In a makeshift Yankee locker room on the set of Samuel Goldwyn’s production of “Pride of the Yankees,” actors, most with zero baseball background, pulled it off, in large part, because the audience’s attention was deflected to the real thing. One, portraying a Yankee player, asked: “Hey Babe, was that homer yesterday 38 or 39?” With a broad grin, Babe Ruth himself replied: “Don’t know, but I’ll hit ‘em and you count ‘em.” Such is the nature of this unparalleled prize: an index card decorated with one of the boldest Ruth autographs you’ll ever behold.

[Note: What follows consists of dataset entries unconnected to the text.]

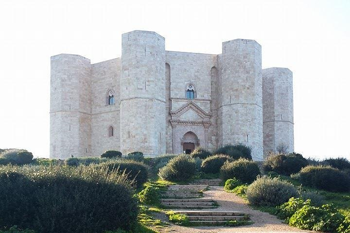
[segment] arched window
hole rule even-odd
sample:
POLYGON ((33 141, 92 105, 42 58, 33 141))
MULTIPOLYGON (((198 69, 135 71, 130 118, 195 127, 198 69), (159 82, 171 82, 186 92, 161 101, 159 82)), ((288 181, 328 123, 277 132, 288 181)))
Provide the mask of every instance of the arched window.
POLYGON ((194 89, 194 86, 192 83, 187 85, 186 88, 186 96, 187 99, 192 100, 195 98, 196 93, 194 89))
POLYGON ((108 128, 108 137, 113 137, 114 135, 114 130, 113 126, 109 126, 108 128))
POLYGON ((108 89, 107 91, 107 96, 106 97, 106 105, 111 105, 115 103, 114 98, 114 90, 112 89, 108 89))

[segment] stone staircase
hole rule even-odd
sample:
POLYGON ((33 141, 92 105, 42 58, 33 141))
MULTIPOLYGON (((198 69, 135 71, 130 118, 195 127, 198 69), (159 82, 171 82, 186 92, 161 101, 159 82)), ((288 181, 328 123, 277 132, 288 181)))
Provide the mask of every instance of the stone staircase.
POLYGON ((178 211, 175 213, 187 215, 190 222, 194 225, 220 226, 228 221, 247 218, 244 214, 237 211, 178 211))
POLYGON ((190 183, 190 184, 195 184, 199 185, 219 186, 222 181, 221 179, 210 179, 197 180, 194 182, 190 183))
POLYGON ((228 221, 247 219, 246 216, 236 211, 201 210, 218 207, 212 199, 201 198, 210 186, 218 186, 221 181, 219 179, 203 179, 188 185, 170 185, 161 194, 160 202, 167 208, 175 209, 176 213, 187 215, 194 226, 222 226, 228 221))

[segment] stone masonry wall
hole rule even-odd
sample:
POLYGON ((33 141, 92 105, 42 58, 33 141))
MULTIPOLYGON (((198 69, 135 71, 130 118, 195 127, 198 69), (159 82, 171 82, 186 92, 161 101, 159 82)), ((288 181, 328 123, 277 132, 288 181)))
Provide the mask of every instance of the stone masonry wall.
POLYGON ((51 57, 50 158, 91 155, 90 71, 81 56, 51 57))
POLYGON ((223 43, 219 64, 222 125, 219 144, 243 143, 252 148, 255 160, 262 159, 261 47, 238 39, 223 43))
POLYGON ((276 152, 284 145, 294 150, 293 73, 286 68, 264 69, 262 72, 263 150, 276 152))
POLYGON ((91 145, 92 155, 105 150, 120 150, 120 58, 91 65, 91 145), (115 103, 108 105, 107 91, 114 91, 115 103), (113 127, 109 136, 108 128, 113 127))
POLYGON ((165 39, 135 31, 122 35, 121 149, 165 153, 165 39))

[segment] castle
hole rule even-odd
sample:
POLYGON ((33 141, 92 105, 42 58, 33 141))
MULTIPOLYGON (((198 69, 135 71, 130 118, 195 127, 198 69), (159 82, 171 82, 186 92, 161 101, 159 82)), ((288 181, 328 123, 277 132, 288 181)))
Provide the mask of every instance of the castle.
POLYGON ((261 46, 237 39, 220 54, 166 51, 153 32, 122 35, 122 57, 94 64, 51 57, 50 158, 108 150, 150 156, 198 146, 251 147, 261 160, 294 150, 292 72, 262 69, 261 46))

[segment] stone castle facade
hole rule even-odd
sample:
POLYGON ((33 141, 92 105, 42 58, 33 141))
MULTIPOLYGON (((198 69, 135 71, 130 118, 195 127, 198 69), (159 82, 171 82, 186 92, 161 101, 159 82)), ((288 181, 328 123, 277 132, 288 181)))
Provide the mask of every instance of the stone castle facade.
POLYGON ((262 69, 254 40, 222 53, 166 51, 156 33, 122 35, 122 57, 94 64, 51 57, 50 158, 189 152, 200 146, 251 147, 253 159, 294 150, 292 72, 262 69))

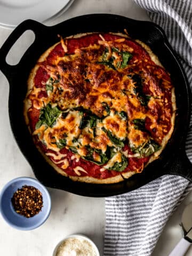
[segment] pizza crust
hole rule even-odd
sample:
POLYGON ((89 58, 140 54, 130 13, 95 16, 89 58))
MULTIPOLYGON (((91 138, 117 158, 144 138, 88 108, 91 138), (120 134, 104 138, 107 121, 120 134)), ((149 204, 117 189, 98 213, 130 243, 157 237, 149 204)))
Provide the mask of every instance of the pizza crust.
MULTIPOLYGON (((77 38, 81 37, 84 36, 86 36, 88 34, 91 34, 93 33, 94 33, 78 34, 75 35, 71 35, 70 36, 67 37, 66 37, 66 38, 77 38)), ((110 33, 110 34, 121 36, 125 38, 129 38, 129 36, 128 36, 127 35, 123 34, 122 33, 110 33)), ((140 41, 140 40, 135 39, 134 41, 137 42, 138 44, 140 44, 146 50, 146 51, 148 52, 148 53, 150 55, 151 60, 154 62, 154 63, 156 65, 164 68, 163 66, 162 66, 161 62, 159 61, 157 56, 156 56, 155 54, 153 53, 153 52, 152 52, 152 51, 148 45, 147 45, 144 43, 140 41)), ((40 58, 38 60, 38 62, 43 62, 48 57, 48 55, 49 55, 51 51, 60 42, 58 42, 55 44, 54 45, 53 45, 52 46, 50 47, 47 50, 46 50, 40 57, 40 58)), ((27 87, 27 93, 26 97, 30 94, 31 91, 32 90, 33 87, 34 86, 34 78, 36 76, 36 72, 39 67, 39 65, 38 64, 38 62, 37 62, 37 64, 36 64, 36 65, 32 69, 32 70, 30 73, 28 82, 27 82, 28 87, 27 87)), ((154 160, 155 160, 158 157, 158 156, 159 156, 162 151, 163 150, 163 149, 165 147, 173 132, 173 131, 174 129, 174 121, 175 121, 175 110, 176 110, 176 102, 175 102, 175 97, 174 88, 173 88, 172 90, 172 109, 173 109, 173 114, 171 118, 171 129, 169 131, 169 133, 167 134, 167 135, 164 138, 162 143, 161 145, 162 148, 161 148, 161 149, 156 151, 156 153, 155 153, 150 157, 150 159, 148 162, 145 166, 145 167, 146 167, 149 163, 152 162, 153 161, 154 161, 154 160)), ((25 99, 24 100, 23 115, 24 115, 24 117, 25 117, 26 123, 28 125, 28 129, 30 133, 31 133, 31 132, 29 125, 29 118, 27 115, 27 111, 28 109, 31 107, 31 102, 30 102, 30 100, 25 99)), ((40 148, 39 146, 37 146, 37 147, 38 148, 38 150, 39 151, 39 152, 42 154, 42 155, 44 157, 46 161, 51 166, 52 166, 57 171, 57 172, 58 173, 65 177, 68 177, 70 179, 71 179, 72 180, 74 181, 79 181, 79 182, 97 183, 97 184, 99 184, 99 183, 110 184, 110 183, 118 183, 121 181, 123 181, 123 180, 124 180, 124 179, 129 179, 132 175, 137 173, 137 172, 134 171, 129 171, 125 173, 121 173, 119 175, 117 175, 115 177, 113 177, 109 178, 107 179, 97 179, 95 178, 91 177, 89 176, 81 177, 81 176, 68 175, 67 174, 67 173, 65 172, 63 170, 59 168, 58 166, 57 166, 57 165, 56 165, 56 164, 55 164, 53 162, 52 162, 51 160, 44 153, 44 152, 42 150, 42 149, 40 148)))

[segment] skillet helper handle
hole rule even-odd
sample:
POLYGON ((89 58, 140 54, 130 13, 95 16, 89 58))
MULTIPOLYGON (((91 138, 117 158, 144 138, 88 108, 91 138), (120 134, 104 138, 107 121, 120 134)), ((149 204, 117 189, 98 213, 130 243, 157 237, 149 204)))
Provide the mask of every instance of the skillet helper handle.
MULTIPOLYGON (((37 21, 27 20, 18 25, 10 35, 0 49, 0 70, 7 78, 9 76, 11 76, 12 74, 14 73, 14 70, 16 70, 15 68, 19 64, 19 63, 17 65, 10 65, 6 61, 6 57, 12 46, 26 30, 33 30, 35 33, 36 38, 38 34, 41 34, 41 28, 46 28, 45 26, 37 21)), ((35 39, 32 44, 35 43, 35 39)))
POLYGON ((185 238, 181 238, 169 256, 184 256, 191 244, 185 238))

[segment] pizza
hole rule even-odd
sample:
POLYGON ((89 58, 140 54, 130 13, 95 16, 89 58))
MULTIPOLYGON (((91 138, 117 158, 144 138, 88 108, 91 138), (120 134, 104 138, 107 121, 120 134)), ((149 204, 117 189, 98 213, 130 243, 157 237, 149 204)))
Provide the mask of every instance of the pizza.
POLYGON ((28 80, 23 113, 36 146, 74 181, 116 183, 141 172, 174 129, 169 73, 126 34, 60 37, 28 80))

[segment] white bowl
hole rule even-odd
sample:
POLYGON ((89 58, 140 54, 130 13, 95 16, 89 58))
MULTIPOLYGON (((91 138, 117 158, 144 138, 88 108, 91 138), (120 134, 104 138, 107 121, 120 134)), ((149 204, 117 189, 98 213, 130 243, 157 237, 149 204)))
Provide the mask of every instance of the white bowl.
POLYGON ((58 243, 58 244, 56 245, 55 249, 54 249, 54 251, 53 252, 53 256, 56 256, 57 251, 58 250, 58 249, 59 248, 60 245, 62 244, 62 243, 65 241, 67 240, 67 239, 69 238, 70 237, 74 238, 83 238, 86 240, 87 241, 89 242, 90 244, 92 245, 93 247, 94 248, 96 252, 96 256, 100 256, 100 253, 99 253, 98 249, 97 247, 95 244, 93 243, 93 242, 87 236, 84 236, 83 235, 78 234, 68 236, 65 238, 63 239, 61 241, 60 241, 59 243, 58 243))

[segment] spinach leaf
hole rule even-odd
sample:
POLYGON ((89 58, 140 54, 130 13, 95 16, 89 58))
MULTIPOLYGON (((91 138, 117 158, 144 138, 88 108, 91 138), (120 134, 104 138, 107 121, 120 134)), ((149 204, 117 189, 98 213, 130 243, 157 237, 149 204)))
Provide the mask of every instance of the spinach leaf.
POLYGON ((158 151, 161 148, 161 146, 156 141, 150 139, 137 148, 132 148, 131 150, 134 153, 140 154, 141 157, 147 157, 158 151))
POLYGON ((124 155, 122 155, 122 161, 121 162, 116 162, 113 166, 109 168, 109 170, 116 171, 117 172, 123 172, 128 165, 127 160, 124 155))
POLYGON ((117 48, 116 48, 115 47, 112 47, 111 48, 112 52, 118 52, 119 50, 117 48))
POLYGON ((125 120, 126 120, 127 119, 127 114, 124 111, 121 111, 119 113, 119 115, 121 116, 121 117, 122 117, 123 120, 125 121, 125 120))
POLYGON ((71 151, 73 153, 77 153, 77 150, 75 147, 70 146, 69 147, 69 150, 71 151))
POLYGON ((102 130, 107 133, 109 140, 114 145, 118 146, 119 147, 124 147, 125 146, 123 142, 117 139, 115 136, 114 136, 110 131, 107 131, 104 127, 102 127, 102 130))
POLYGON ((46 83, 46 91, 47 92, 48 91, 51 91, 51 92, 53 91, 53 84, 58 83, 59 82, 60 80, 60 76, 58 76, 58 79, 56 79, 55 80, 53 80, 52 77, 50 77, 47 80, 47 82, 46 83))
POLYGON ((79 115, 81 115, 82 119, 80 122, 79 127, 83 129, 88 126, 89 123, 91 128, 96 126, 97 120, 100 118, 98 116, 93 114, 91 111, 86 109, 82 107, 77 107, 74 108, 75 110, 79 111, 79 115))
POLYGON ((52 127, 60 113, 61 111, 57 107, 52 108, 50 103, 47 104, 41 110, 39 120, 36 124, 35 129, 38 129, 43 124, 52 127))
POLYGON ((98 165, 106 164, 109 160, 109 158, 107 154, 103 154, 102 153, 102 151, 100 149, 97 149, 95 148, 92 148, 90 146, 87 145, 86 146, 86 149, 89 151, 89 153, 86 155, 86 156, 82 156, 82 158, 85 159, 90 162, 92 162, 98 165), (94 151, 95 151, 97 153, 99 154, 100 157, 101 161, 95 161, 93 156, 94 151))
POLYGON ((67 141, 66 139, 60 139, 59 142, 57 143, 57 146, 59 148, 63 148, 66 146, 67 141))
POLYGON ((145 119, 134 119, 132 122, 134 124, 134 128, 135 129, 139 130, 142 132, 146 131, 145 119))
POLYGON ((114 69, 115 70, 116 70, 115 67, 112 64, 111 62, 109 62, 109 61, 101 61, 101 62, 99 62, 99 61, 98 61, 97 62, 97 64, 102 64, 103 65, 106 65, 106 66, 107 66, 108 67, 109 67, 109 68, 113 68, 113 69, 114 69))
POLYGON ((90 125, 91 128, 93 128, 96 126, 97 124, 97 119, 93 118, 92 116, 90 116, 90 125))
POLYGON ((123 61, 121 63, 120 68, 125 68, 127 65, 129 61, 132 58, 133 55, 129 52, 122 52, 121 53, 123 61))
POLYGON ((103 107, 104 107, 105 109, 107 112, 107 113, 108 114, 108 115, 109 115, 110 113, 110 108, 109 107, 109 105, 106 102, 102 102, 102 105, 103 106, 103 107))
POLYGON ((46 83, 46 91, 47 92, 48 91, 53 91, 53 79, 52 77, 50 77, 47 82, 46 83))
POLYGON ((85 128, 85 127, 86 126, 87 121, 84 118, 84 113, 83 113, 83 111, 79 111, 79 114, 81 116, 81 119, 80 121, 79 128, 79 129, 83 129, 83 128, 85 128))
POLYGON ((137 95, 141 105, 147 107, 150 96, 145 94, 142 91, 143 85, 141 77, 138 74, 135 74, 132 76, 132 79, 135 83, 135 87, 133 89, 134 94, 137 95))

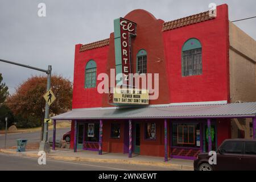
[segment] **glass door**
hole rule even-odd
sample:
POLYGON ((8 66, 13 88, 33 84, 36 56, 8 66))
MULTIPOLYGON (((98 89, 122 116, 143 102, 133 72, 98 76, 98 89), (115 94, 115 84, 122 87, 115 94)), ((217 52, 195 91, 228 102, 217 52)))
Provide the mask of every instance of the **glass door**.
MULTIPOLYGON (((216 126, 215 124, 211 125, 211 137, 212 137, 212 150, 217 150, 217 139, 216 139, 216 126)), ((208 151, 208 129, 207 125, 204 125, 204 151, 208 151)))
POLYGON ((134 153, 141 152, 141 124, 135 123, 134 135, 134 153))
POLYGON ((82 143, 84 141, 84 123, 79 123, 78 124, 78 129, 77 129, 77 149, 82 149, 82 143))

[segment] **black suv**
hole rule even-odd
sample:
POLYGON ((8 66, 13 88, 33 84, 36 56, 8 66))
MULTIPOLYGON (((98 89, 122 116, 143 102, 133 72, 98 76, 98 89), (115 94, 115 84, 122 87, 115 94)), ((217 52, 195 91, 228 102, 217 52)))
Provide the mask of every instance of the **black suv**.
POLYGON ((224 140, 217 151, 216 164, 209 164, 208 153, 200 153, 194 160, 194 170, 255 170, 256 139, 224 140))

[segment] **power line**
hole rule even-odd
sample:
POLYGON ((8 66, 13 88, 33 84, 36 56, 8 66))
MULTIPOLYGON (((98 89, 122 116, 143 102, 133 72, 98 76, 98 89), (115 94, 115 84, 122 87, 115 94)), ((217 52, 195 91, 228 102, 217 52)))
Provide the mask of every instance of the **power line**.
POLYGON ((246 20, 246 19, 251 19, 251 18, 256 18, 256 16, 252 16, 252 17, 249 17, 249 18, 243 18, 243 19, 238 19, 238 20, 236 20, 232 21, 231 22, 242 21, 242 20, 246 20))

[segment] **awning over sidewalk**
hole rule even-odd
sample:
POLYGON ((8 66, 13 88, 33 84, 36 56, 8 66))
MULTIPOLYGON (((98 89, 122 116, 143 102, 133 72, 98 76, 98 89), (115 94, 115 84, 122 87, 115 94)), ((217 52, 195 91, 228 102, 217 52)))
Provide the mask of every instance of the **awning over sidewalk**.
POLYGON ((256 116, 256 102, 226 104, 76 109, 52 119, 250 118, 256 116))

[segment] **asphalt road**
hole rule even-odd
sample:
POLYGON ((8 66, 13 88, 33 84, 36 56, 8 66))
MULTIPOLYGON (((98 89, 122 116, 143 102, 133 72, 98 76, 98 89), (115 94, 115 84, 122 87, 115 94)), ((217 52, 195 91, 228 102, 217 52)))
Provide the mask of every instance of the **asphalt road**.
MULTIPOLYGON (((70 128, 56 129, 56 139, 61 139, 63 134, 70 131, 70 128)), ((13 147, 16 144, 16 139, 19 138, 26 139, 28 143, 35 143, 40 142, 40 131, 31 133, 23 133, 16 134, 8 134, 6 139, 6 146, 13 147)), ((52 130, 49 130, 48 138, 52 137, 52 130)), ((0 135, 0 148, 5 147, 5 135, 0 135)))
POLYGON ((38 159, 0 153, 0 171, 174 171, 170 168, 143 165, 64 162, 46 159, 46 165, 39 165, 38 159))

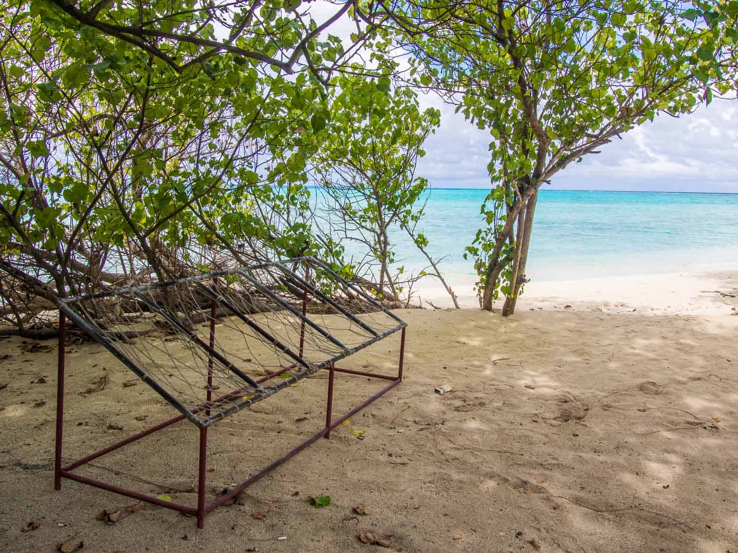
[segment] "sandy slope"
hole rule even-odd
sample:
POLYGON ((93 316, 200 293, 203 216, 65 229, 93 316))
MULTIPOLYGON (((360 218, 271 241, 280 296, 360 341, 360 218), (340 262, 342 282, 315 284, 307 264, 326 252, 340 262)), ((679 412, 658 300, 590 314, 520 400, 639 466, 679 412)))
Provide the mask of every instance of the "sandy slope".
MULTIPOLYGON (((379 549, 356 539, 369 531, 392 535, 406 552, 735 552, 738 316, 728 313, 738 300, 717 296, 701 296, 719 309, 698 316, 608 313, 603 305, 600 313, 570 300, 565 310, 526 305, 510 319, 402 311, 410 323, 402 384, 200 531, 193 519, 155 507, 108 526, 95 520, 99 511, 134 501, 69 481, 55 492, 55 348, 30 352, 20 339, 4 340, 0 551, 53 551, 72 536, 90 552, 379 549), (453 392, 434 394, 440 384, 453 392), (316 495, 330 495, 331 504, 311 507, 306 498, 316 495), (371 515, 355 516, 359 504, 371 515), (31 519, 38 529, 21 533, 31 519)), ((389 371, 397 341, 345 365, 389 371)), ((130 373, 100 347, 69 349, 65 456, 171 413, 142 384, 123 387, 130 373), (103 390, 78 394, 102 375, 103 390), (136 420, 142 414, 147 420, 136 420), (111 423, 125 431, 106 430, 111 423)), ((209 488, 238 481, 318 428, 324 377, 217 425, 209 488)), ((377 388, 342 375, 337 409, 377 388)), ((192 503, 196 459, 195 428, 181 423, 85 473, 145 492, 184 490, 168 493, 192 503)))

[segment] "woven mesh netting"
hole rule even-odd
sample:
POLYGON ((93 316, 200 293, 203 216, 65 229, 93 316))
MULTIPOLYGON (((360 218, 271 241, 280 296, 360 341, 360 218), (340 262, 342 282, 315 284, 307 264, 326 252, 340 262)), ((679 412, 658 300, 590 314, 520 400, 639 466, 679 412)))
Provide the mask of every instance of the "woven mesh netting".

The hobby has seen many Ruth signatures, to be sure. The usual mediums include baseballs (almost all with Ruth’s scripting in rightful occupancy of the sweet spot), publications, photos and government postcards. But as for index cards with Ruth’s endorsement? The population is scarce. Which is not to say that Ruth discriminated on what he would or wouldn’t sign. By the vast majority of accounts, he embraced the attention and rarely refused interaction and autograph requests. On this particular occasion, a 3x5” lined index card was obviously the most convenient surface available to the eager autograph seeker. On the blank side, Ruth signed in graphite pencil. With flowing characters and remarkably even pressure throughout, the scripting projects every bit of (“9”) potency. With no date indicator, we can only assume that the signature dates to post-1928, as Ruth had customarily put quotation marks around “Babe” prior to that.
Accompanying is a full photo LOA from JSA, whose namesake, James Spence, declares that “this is among the rarest examples” he’s seen.